Festus blinked at him, but found his attention still turned inward. This isn’t a test. “If you were of Hyem, we’d have no choice in the matter. You’re much too powerful to keep off the field. But you aren’t linked to me as a Guardian to his Land’s Own.”

“I’m not of Hyem.” No pain there, now. “But I will be your soldier, still.”

“My man,” Festus corrected softly.

For all that had passed between them, he still was not expecting it: the sudden fierce brilliance in Saul’s eyes, the sheer and shimmering pride.

“I’ll do it,” the young man said, with startling simplicity. “Fortune favours the bold. It’s easy not to fear what I know I can do. Give me something else.” A flashing grin, all cocky, vibrant life. “I know my power, domé. Give me purpose.”

Brat, Festus thought, with a burst of such ferocious fondness as he had never hoped he would feel again.

“You won’t do on the field either way,” he began. Saul nodded, listening intently. “You’ll need a great deal of training to fight alongside and support an organized army. But there are things you know better than any other. You know Alsden, and the Ilyigan borderland.” Saul’s cocky cheer faded at that, gave way to the start of furrowed brows, but he nodded again. “Hyem is going to war, and Adalas will seek to sow dissent and agitation. We know she favours this tactic. This border remains vulnerable: the Ilyigan refugees are an easy target. If they become a cat’s-paw, they’ll suffer by it as much as Hyem would, and worse. I want them kept out of this war.”

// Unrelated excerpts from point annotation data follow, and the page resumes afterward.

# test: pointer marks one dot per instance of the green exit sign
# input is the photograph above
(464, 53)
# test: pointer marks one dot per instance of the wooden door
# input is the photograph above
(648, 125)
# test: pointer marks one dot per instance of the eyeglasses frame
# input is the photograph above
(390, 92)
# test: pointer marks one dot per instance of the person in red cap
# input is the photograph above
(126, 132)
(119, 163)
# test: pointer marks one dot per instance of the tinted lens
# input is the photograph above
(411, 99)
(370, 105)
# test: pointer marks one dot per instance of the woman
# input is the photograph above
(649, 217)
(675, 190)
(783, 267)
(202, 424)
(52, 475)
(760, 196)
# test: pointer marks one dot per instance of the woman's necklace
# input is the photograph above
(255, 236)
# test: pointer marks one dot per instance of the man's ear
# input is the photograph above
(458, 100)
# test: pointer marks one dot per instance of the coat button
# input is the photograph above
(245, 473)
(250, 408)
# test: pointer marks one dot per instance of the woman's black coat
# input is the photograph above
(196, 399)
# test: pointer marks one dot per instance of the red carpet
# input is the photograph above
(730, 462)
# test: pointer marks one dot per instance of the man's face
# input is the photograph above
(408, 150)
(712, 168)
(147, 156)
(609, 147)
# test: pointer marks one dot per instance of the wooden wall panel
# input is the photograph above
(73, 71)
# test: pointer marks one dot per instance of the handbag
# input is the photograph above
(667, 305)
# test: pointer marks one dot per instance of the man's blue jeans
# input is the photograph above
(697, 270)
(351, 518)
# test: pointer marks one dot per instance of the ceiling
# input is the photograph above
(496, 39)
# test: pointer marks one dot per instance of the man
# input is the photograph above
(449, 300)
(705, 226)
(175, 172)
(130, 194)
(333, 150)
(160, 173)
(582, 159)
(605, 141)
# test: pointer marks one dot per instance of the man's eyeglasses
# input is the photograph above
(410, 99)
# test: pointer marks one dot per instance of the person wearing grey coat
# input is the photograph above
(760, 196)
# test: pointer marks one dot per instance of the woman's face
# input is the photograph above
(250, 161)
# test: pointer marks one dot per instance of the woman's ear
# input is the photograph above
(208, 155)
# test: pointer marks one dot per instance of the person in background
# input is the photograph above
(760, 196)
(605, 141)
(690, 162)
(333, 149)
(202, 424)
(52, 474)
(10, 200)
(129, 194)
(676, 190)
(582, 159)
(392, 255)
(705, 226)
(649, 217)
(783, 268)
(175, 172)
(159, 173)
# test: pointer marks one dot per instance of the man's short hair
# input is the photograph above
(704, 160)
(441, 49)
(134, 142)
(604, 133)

“You want me to…” Saul trailed off, unsure.

“Watch over them. Don’t let Adalas achieve a foothold with them — and don’t let any Hyemi abuse them for scapegoats, either. Make it known they have a protector.” He grasped Saul’s shoulder, and the young man automatically put a hand over his own. “You are a Guardian: guard your people.”

He saw Saul begin to hesitate, and then he saw it flash and flare in him. Fortune favours the bold. “Yes, sir.”

Festus squeezed his shoulder tighter. Something there in the link, a hint of disturbance: without thinking of it he drew upon a drop of power, just enough of the web’s gift to warm up a soul, then realized he could not send it through into Saul as he would into any Guardian. It could only go into the cycle of the link: he could not give it to the two others without taking some of it into himself.

Just as he began to hesitate, there was Saul’s hand, warm on his own. The open door. Power’s purpose.

He drew it in and felt it shine all through him: his people, and spring, and the life that could be. Felt it smooth away, not all, but enough of his exhaustion to let him breathe as easily as he ever had since the capitol riot and the worst of winter. Felt it spread and cycle back, made and making whole.

He knew the moment the power flowed into Amika from the child’s soft sigh in her sleep, and he saw it flow into Saul, saw the young man close his eyes. Saw his lips form, Guard them, as soundless yet complete as a prayer.

It isn’t finished. No healing would erase that thought. Perhaps it never would be. War was coming with all it would cost. The fighting. The work. And what comes after?

He had no clean answer; perhaps no one in this world did. But he put his arm around the young man dreaming of his future and thought, We’ll live, and we’ll find out.